“Who’s Olive Garden Boy?” Mom asked.
“Her boyfriend.”
“Does he work at Olive Garden?” Mom asked.
I turned my phone. “That’s my mom.”
“Hi, Wren’s mom,” Asher said.
She set the basket of veggies on the counter and walked closer. “Well, aren’t you a cutie. You should’ve come to visit me.”
“There’s no room here for another person,” I said.
“I have friends,” Mom said. “We could’ve put him with the chicken guy.”
I turned the phone back to me. “You hear that? You could’ve stayed in a chicken coop.”
Asher shrugged. “I’d be fine sleeping in a chicken coop.”
My mom laughed. “Notwiththe chickens. With the guy who keeps the chickens.”

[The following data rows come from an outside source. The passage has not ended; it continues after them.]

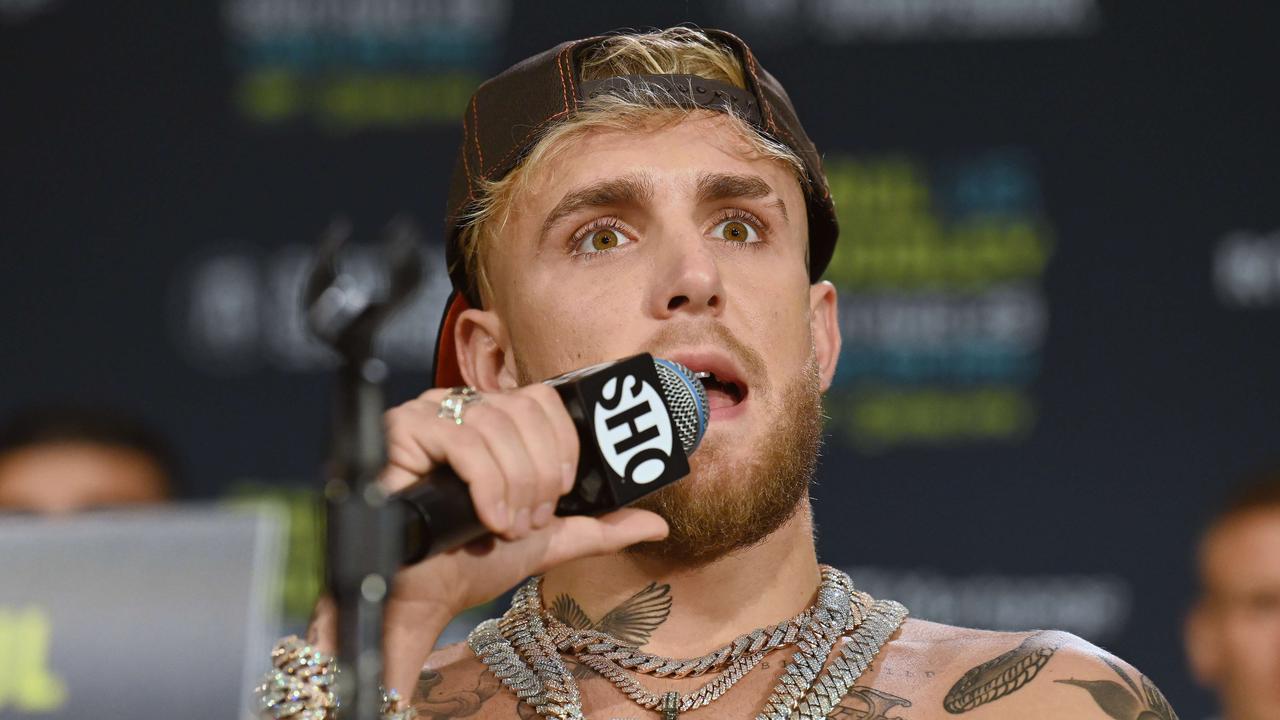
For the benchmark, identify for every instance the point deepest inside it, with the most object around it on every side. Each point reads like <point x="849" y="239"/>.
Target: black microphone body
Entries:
<point x="636" y="420"/>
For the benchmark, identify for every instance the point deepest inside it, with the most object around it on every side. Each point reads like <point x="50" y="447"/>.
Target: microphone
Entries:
<point x="638" y="420"/>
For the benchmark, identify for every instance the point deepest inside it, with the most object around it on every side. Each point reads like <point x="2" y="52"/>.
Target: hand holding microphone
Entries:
<point x="635" y="420"/>
<point x="544" y="468"/>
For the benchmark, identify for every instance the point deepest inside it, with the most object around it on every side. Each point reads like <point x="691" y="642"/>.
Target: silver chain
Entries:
<point x="524" y="655"/>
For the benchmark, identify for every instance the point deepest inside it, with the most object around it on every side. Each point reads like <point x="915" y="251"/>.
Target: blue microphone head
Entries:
<point x="686" y="397"/>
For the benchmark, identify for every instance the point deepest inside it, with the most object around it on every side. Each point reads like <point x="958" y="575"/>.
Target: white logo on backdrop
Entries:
<point x="1247" y="269"/>
<point x="1096" y="607"/>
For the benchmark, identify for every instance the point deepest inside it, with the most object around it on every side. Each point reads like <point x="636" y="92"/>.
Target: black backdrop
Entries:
<point x="1060" y="268"/>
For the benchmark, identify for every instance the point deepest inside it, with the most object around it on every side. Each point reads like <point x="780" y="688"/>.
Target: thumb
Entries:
<point x="580" y="536"/>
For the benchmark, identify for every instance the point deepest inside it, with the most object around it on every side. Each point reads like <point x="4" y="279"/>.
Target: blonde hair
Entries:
<point x="679" y="50"/>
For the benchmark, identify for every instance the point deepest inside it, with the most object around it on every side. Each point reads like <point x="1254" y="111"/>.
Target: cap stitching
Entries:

“Run,” I whispered to Asher. “I’ll talk to you later.”
He smiled. “Bye.”
We hung up and I went to the kitchen to help wash veggies.
“He seems nice,” Mom said. “But you’re too young to have a boyfriend. You have a life to live.”
I did not take parental advice from someone who hadn’t been my parent in a long time. “I’m living it,” I said.
“Mom,” Zoey said, probably worried that if we continued down this path, I wouldn’t be able to hold my tongue, “are you going to come down for my graduation in May?”
“May? That’s ten months away.”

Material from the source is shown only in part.